Global existence and convergence of solutions to gradient systems and applications to Yang-Mills gradient flow

TL;DR

This paper establishes conditions for the global existence and convergence of solutions to gradient flows, particularly applying these results to the Yang-Mills gradient flow on various manifolds, including new convergence criteria near local minima.

Contribution

It proves a Lojasiewicz-Simon gradient inequality for the Yang-Mills energy functional and applies it to demonstrate global existence and convergence of the Yang-Mills gradient flow under new conditions.

Findings

Flow exists globally near local minima in certain norms.

Flow converges to Yang-Mills connections under specified conditions.

Bubble singularities may occur in some cases, but solutions still exist for all time.

Abstract

In this monograph, we develop results on global existence and convergence of solutions to abstract gradient flows on Banach spaces for a potential function that obeys the Lojasiewicz-Simon gradient inequality.

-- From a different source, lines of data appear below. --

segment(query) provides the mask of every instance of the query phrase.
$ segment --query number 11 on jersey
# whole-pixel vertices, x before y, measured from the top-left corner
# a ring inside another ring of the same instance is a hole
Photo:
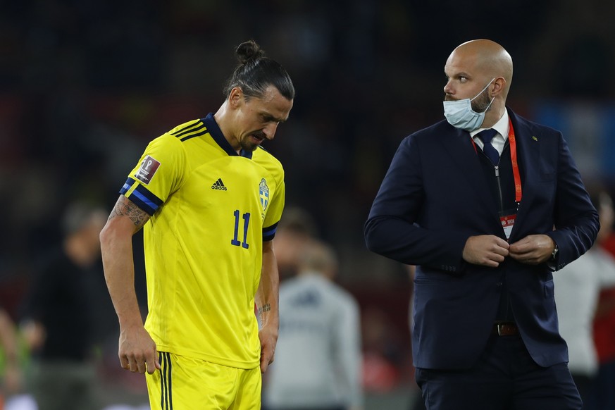
[[[238,247],[240,245],[242,246],[242,248],[248,249],[250,247],[249,244],[248,244],[247,240],[247,237],[248,236],[248,224],[250,223],[250,213],[246,212],[243,215],[242,215],[242,218],[244,220],[244,240],[242,242],[240,242],[237,238],[237,235],[239,235],[239,223],[240,223],[240,211],[239,209],[235,210],[233,212],[233,215],[235,216],[235,233],[233,234],[232,239],[230,240],[230,244]]]

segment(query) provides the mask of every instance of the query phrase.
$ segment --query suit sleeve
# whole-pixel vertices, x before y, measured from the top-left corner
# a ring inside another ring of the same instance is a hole
[[[463,263],[467,235],[417,223],[427,203],[423,159],[413,135],[399,145],[365,224],[366,244],[371,251],[402,263],[456,272]]]
[[[585,254],[596,240],[600,228],[598,213],[585,190],[568,145],[559,133],[554,222],[549,235],[557,244],[555,270]]]

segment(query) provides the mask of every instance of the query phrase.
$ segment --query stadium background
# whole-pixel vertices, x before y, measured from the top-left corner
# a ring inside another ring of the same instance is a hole
[[[599,0],[0,1],[1,305],[18,320],[71,199],[111,209],[149,139],[218,108],[234,47],[253,38],[297,89],[266,148],[285,166],[288,206],[340,255],[384,372],[371,394],[412,389],[408,272],[362,234],[395,150],[442,118],[450,51],[490,38],[514,59],[509,105],[561,130],[586,182],[613,192],[614,17]],[[113,314],[101,313],[111,331]]]

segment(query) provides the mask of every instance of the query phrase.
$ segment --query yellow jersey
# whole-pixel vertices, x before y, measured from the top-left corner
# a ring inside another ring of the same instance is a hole
[[[145,327],[158,349],[258,366],[254,295],[284,207],[280,162],[260,147],[238,154],[210,113],[151,141],[120,193],[151,216]]]

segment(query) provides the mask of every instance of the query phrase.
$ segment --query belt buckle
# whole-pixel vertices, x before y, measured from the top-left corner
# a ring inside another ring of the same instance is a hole
[[[498,336],[502,336],[502,328],[504,328],[506,325],[505,325],[504,323],[496,323],[495,325],[496,325],[496,327],[497,328],[497,335],[498,335]]]
[[[512,334],[516,333],[516,332],[514,332],[515,325],[514,323],[495,323],[495,326],[496,326],[496,328],[497,329],[497,335],[498,336],[507,336],[509,335],[512,335]],[[505,330],[505,329],[507,329],[508,328],[511,328],[511,329],[509,330],[511,331]]]

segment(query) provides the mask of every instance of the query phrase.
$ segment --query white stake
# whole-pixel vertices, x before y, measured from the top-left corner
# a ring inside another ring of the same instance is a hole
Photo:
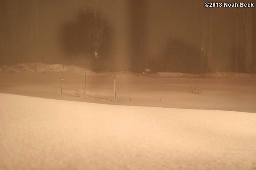
[[[116,96],[115,94],[115,79],[114,79],[114,101],[116,101]]]

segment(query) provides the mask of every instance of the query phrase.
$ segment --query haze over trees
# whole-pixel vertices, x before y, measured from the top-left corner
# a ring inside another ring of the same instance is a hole
[[[0,62],[69,64],[96,72],[256,73],[255,7],[204,2],[2,1]]]

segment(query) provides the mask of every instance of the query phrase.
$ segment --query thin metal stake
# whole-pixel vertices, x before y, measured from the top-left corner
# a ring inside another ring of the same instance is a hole
[[[62,83],[63,82],[63,72],[64,72],[64,64],[63,64],[63,68],[62,68],[62,79],[61,80],[61,90],[60,91],[60,95],[62,94]]]
[[[85,88],[86,88],[86,68],[85,68]]]

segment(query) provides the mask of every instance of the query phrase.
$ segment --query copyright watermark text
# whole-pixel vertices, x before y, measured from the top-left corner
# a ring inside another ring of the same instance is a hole
[[[228,2],[206,2],[204,3],[206,7],[253,7],[254,4],[252,2],[250,3],[244,3],[239,2],[237,3],[229,3]]]

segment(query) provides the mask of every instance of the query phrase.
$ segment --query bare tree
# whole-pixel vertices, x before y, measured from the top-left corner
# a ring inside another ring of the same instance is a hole
[[[252,10],[250,8],[242,9],[244,26],[245,27],[246,36],[246,71],[248,73],[252,72]]]

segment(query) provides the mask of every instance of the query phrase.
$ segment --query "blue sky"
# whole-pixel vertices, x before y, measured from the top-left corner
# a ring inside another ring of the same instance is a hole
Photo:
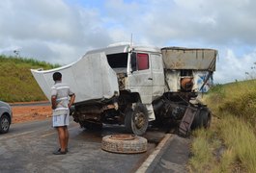
[[[1,0],[0,54],[68,64],[132,34],[134,44],[217,49],[214,82],[242,81],[254,72],[255,8],[253,0]]]

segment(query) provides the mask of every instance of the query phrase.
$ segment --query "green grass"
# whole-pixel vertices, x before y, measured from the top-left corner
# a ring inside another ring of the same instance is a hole
[[[215,86],[204,101],[215,116],[193,133],[190,172],[256,172],[256,81]]]
[[[46,100],[30,69],[60,66],[33,59],[0,56],[0,100],[26,102]]]

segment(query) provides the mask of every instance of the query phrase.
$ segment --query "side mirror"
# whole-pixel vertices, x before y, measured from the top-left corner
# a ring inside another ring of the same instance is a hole
[[[132,73],[133,71],[136,71],[137,70],[136,53],[132,52],[130,58],[131,58],[130,62],[131,62],[131,73]]]

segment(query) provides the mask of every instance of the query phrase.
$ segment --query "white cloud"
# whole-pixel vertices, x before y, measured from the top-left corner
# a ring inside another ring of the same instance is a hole
[[[1,0],[0,53],[70,63],[116,41],[219,50],[215,81],[242,80],[256,60],[253,0]]]

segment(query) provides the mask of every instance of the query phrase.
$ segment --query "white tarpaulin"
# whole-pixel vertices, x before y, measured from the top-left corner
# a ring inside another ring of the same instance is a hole
[[[43,93],[50,100],[54,72],[62,73],[62,82],[75,93],[75,103],[111,98],[119,91],[116,72],[109,66],[104,53],[85,55],[76,62],[51,70],[31,72]]]

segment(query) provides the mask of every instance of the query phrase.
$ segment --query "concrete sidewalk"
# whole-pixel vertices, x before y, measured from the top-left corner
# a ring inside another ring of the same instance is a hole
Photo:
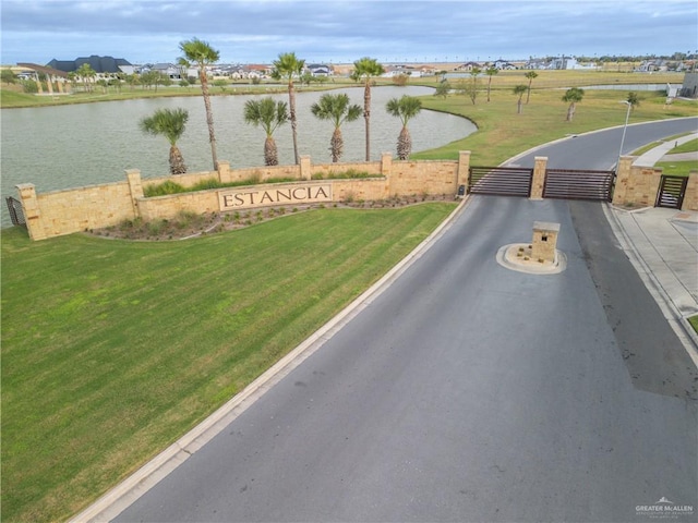
[[[677,144],[697,137],[666,142],[634,165],[654,166]],[[687,319],[698,315],[698,212],[660,207],[607,210],[622,247],[698,366],[698,335]]]

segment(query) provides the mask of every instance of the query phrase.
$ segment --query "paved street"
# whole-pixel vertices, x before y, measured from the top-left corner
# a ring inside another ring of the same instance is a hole
[[[681,389],[695,368],[660,329],[643,351],[667,346],[681,378],[633,376],[609,323],[617,293],[604,299],[588,269],[612,235],[585,239],[603,226],[578,223],[585,251],[573,224],[599,206],[472,198],[386,292],[117,521],[622,522],[662,497],[698,504],[696,402]],[[561,223],[559,275],[495,260],[535,220]],[[610,282],[631,271],[616,251]],[[663,323],[641,282],[626,283],[645,327]]]
[[[695,129],[630,126],[624,153]],[[609,169],[619,133],[513,163]],[[563,272],[496,263],[533,221],[561,224]],[[695,521],[698,374],[626,248],[603,204],[471,197],[320,349],[104,514],[145,492],[116,521]]]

We prove a Lojasiewicz-Simon gradient inequality for the Yang-Mills energy functional over closed, smooth Riemannian manifolds of arbitrary dimension and apply the resulting framework to prove new results for the gradient flow equation for the Yang-Mills energy functional on a principal bundle, with compact Lie structure group, over a closed, smooth Riemannian manifolds, including the following. If the initial connection is close enough to a local minimum of the Yang-Mills energy functional, in a norm sense when the base manifold has arbitrary dimension or in an energy sense when the base manifold has dimension four, then the Yang-Mills gradient flow exists for all time and converges to a Yang-Mills connection. If the initial connection is allowed to have arbitrary energy but we restrict to the setting of a Hermitian vector bundle over a compact, complex, Hermitian (but not necessarily Kaehler) surface and the initial connection has curvature of type (1,1), then the Yang-Mills gradient flow exists for all time, though bubble singularities may (and in certain cases must) occur in the limit as time tends to infinity.